# Levi-Civita Identity help

1. Aug 29, 2011

### cozmo

Can somebody show me how

$\epsilon_{mni}a_{n}(\epsilon_{ijk}b_j c_{k})$

Turns in to

$\epsilon_{imn}\epsilon_{ijk}a_{n}b_j c_{k}$

Something about the first $\epsilon$ I'm not seeing here when the terms are moved around.

Last edited: Aug 29, 2011
2. Aug 29, 2011

### vela

Staff Emeritus
The tensor changes sign when you transpose two indices, right? A cyclic permutation is an even number of transpositions, so $\epsilon_{mni} = \epsilon_{nim} = \epsilon_{imn}$.

3. Aug 30, 2011

### cozmo

When $\epsilon_{ijk}$ and $a_{n}$ change places the $\epsilon_{mni}$ changes to a cyclic permutation that is still positive and $\epsilon_{mni} =\epsilon_{imn}=\epsilon_{nim}$ but each one of these will give a different final answer.

I don't see how $\epsilon_{mni}$ turns to $\epsilon_{imn}$ when $\epsilon_{ijk}$ doesn't change.
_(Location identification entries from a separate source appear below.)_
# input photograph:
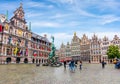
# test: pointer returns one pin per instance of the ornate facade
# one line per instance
(104, 47)
(15, 39)
(95, 49)
(85, 48)
(62, 55)
(75, 48)
(40, 47)
(68, 51)
(116, 41)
This is from a problem proving the A X (B X C) = (A*C)B-(A*B)C identity.

4. Aug 30, 2011

### vela

Staff Emeritus
You can swap $a_n$ and $\epsilon_{ijk}$ because real numbers commute. Swapping them has nothing to do with reordering the indices of $\epsilon_{mni}$.

$\epsilon_{mni} = \epsilon_{imn}$ for all i, m, and n, so you can simply replace $\epsilon_{mni}$ with $\epsilon_{imn}$ in the summation. There's no relabeling of indices going on if that's what you think is happening.